Jack had his own agenda. “I don’t like the look of him. Kind of unsavory.”
“Hmm. You are wearing black clothes and a cap at night. How unsavory is that?”
“Very funny. I have all these reflective stripes. No one can miss me. I’m heading uptown to check out what I think is going to be the perfect retail location. What do you really know about this total stranger who mysteriously popped into your life?”
“Not a lot. But he appears to have enough sense not to ride around on a bike in the dark. And he comes with references. Can we say that about you?”
From the top of the stairs came a racket. Apparently Truffle and Sweet Marie weren’t impressed.
“That reminds me,” Jack said. “That other dog is still available. Maybe you should rethink your decision. You know, in case you need protection.”
But I was a big girl. Not at all afraid of a cup of coffee with a man with shy-woodland-creature eyes.

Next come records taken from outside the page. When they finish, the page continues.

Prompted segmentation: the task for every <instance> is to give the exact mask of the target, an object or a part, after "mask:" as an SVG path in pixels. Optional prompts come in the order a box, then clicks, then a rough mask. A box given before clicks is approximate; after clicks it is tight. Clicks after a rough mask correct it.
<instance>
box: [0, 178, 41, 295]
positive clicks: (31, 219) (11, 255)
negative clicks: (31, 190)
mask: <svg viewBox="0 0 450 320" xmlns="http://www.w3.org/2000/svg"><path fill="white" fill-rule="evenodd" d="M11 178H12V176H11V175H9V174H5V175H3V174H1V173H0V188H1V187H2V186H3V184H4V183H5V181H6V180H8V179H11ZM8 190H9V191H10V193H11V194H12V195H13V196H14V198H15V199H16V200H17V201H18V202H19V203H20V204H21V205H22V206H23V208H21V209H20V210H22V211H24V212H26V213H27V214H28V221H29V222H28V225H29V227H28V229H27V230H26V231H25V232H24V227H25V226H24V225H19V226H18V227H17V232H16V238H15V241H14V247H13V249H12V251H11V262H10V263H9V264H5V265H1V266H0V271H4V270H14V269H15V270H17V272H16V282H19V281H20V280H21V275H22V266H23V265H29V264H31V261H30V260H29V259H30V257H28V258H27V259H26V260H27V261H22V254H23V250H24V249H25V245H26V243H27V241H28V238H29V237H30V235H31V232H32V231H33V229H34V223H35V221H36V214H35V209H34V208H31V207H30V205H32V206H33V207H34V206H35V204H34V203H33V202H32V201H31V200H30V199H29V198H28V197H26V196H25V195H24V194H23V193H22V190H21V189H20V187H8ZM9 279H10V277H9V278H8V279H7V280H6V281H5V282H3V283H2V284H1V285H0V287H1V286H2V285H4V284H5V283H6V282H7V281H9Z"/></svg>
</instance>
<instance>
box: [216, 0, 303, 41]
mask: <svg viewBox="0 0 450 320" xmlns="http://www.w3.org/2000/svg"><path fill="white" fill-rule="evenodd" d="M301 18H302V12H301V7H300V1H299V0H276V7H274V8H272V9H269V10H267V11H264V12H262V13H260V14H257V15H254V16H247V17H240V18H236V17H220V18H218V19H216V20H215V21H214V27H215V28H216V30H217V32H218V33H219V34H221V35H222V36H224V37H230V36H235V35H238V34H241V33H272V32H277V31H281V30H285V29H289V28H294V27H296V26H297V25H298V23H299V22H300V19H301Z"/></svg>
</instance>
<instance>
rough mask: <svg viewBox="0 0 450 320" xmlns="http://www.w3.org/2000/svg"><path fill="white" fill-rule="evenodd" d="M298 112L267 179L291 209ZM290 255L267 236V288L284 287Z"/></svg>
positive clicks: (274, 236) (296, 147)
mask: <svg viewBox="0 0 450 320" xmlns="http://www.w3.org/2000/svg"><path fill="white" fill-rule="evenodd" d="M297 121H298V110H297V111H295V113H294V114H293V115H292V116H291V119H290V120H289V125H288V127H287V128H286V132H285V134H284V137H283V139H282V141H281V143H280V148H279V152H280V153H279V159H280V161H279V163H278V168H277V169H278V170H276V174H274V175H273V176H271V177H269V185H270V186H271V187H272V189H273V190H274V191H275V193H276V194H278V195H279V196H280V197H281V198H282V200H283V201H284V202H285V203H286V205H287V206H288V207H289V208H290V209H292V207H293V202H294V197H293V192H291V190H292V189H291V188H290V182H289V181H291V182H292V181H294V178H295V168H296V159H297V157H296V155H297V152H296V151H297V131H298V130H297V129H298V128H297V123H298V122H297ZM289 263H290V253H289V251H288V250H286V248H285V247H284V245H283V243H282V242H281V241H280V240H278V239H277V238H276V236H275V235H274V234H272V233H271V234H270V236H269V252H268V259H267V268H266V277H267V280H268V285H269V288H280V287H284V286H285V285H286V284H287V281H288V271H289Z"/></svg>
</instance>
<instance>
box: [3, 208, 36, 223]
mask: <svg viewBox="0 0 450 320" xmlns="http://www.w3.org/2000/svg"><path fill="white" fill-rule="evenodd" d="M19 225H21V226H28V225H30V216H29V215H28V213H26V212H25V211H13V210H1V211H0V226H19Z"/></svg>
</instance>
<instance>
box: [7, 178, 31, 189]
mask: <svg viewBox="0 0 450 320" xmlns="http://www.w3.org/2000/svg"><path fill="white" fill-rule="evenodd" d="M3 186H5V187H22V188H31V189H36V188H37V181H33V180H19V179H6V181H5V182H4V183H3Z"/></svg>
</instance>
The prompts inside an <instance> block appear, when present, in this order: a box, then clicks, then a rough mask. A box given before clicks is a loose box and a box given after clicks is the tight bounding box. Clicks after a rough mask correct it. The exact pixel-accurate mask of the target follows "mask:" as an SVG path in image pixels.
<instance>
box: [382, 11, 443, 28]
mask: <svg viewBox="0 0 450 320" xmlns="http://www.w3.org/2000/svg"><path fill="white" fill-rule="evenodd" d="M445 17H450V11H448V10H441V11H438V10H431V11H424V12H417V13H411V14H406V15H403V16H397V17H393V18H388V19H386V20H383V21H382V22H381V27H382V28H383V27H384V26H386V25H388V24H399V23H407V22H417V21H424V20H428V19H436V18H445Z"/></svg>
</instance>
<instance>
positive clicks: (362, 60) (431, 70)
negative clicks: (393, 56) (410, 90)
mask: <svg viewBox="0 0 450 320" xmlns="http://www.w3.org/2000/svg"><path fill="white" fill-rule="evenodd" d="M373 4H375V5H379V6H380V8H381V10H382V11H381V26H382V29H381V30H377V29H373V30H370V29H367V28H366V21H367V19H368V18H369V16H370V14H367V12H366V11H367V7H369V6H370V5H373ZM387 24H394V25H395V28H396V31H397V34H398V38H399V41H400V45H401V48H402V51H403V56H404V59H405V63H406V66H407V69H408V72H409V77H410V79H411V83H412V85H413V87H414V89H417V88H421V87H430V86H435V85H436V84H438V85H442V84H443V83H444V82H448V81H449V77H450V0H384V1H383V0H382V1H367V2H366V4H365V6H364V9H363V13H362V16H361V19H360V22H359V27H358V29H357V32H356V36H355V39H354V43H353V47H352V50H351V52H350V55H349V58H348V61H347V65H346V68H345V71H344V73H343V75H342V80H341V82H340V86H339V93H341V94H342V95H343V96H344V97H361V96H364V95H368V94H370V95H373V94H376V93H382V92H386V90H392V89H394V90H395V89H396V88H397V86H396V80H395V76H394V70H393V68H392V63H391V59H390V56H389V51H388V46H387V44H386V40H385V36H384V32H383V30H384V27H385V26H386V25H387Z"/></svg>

Wednesday is always catch-up night for me. Truffle and Sweet Marie love catch-up night. Perhaps because I start by cleaning out the fridge. Of course, this week all it contained were three kinds of Dijon mustard and a curling slice of pizza from El Greco, heavy on the anchovies. I put on my new Black Eyed Peas CD and picked up my basket of cleaning supplies. I dusted, vacuumed, and generally slicked up the apartment to the music. I tossed the covers of the doggie beds into my washing machine and hand washed two sweaters and my lingerie. I made another attempt to find out where the dogs might have hidden my lucky pen, and then put an extra coat of waterproofing on my winter boots. I checked my seasonal to-do list and moved my winter coat from the back of the closet, along with my basket of wooly socks, gloves, and scarves. I paid my bills and straightened up my business files. I made my obligatory weekly call to my mother and left my usual meaningless weekly message. I didn’t mention the murder. I’m not completely out of my mind.
Finally, I updated my current list and wrote “Lilith—job help?” on it. I added “Crawford? Olivia? Mrs. Young? St. Jude teachers—Mr. Kanalakis!”
I actually get goose bumps whenever I finish my weekly cleaning ritual. I can’t really share this feeling with any of my friends because they tend to get a bit irritable any time I talk about catch-up night. Especially Sally.
Never mind. I raided the freezer and made a crisp and tangy shrimp stir-fry and settled in for an evening of relaxing with my two favorite cuddlers. They appreciate my systems. The missing pen was just an oversight, I was sure.